Senator Pettigrew asked about the sun dance, and American Horse said: "The sun dance is a period of religious excitement. Your missionaries told us the Saviour will come again. Sometimes our young men think that He is coming, and they dance and have a good time. It is all right."

Senator Pettigrew inquired: "Do you think the Saviour will come to the Indians?"

"Of course," replied American Horse. "When He came to the white men they killed Him; and He will come to the Indians the next time, for we will receive Him gladly."

Note 1: James F. Asay (1854-1906) had been a licensed trader on the Pine Ridge reservation in South Dakota but lost his license in 1891 for selling alcohol on the reservation.
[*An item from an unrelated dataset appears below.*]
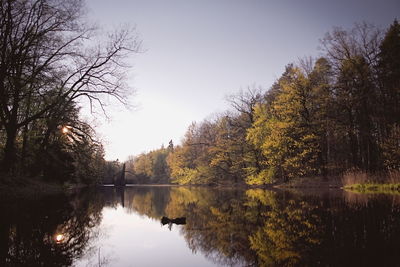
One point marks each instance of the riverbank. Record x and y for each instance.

He moved his business to nearby Rushville, Nebraska, where he continued to supply goods to Indian customers. William F. Cody often used Rushville as a base for recruiting Lakota performers for Buffalo Bill's Wild West. [back]

Note 2: Cornelius Newton Bliss (1875-1949), United States Secretary of the Interior from 1897-99, was an art collector, merchant, and politician. [back]

Note 3: Richard Frankling Pettigrew (1848-1926), a United States Senator from South Dakota from 1889-1901, was a lawyer, surveyor, and land developer. [back]

Note 4: Smith Dunbar Fry (1851-1929), of Washington, D.C., a lifetime journalist and author whose subjects were Sioux Indians, the Dakota Territory, patriotism, and the United States Capitol. [back]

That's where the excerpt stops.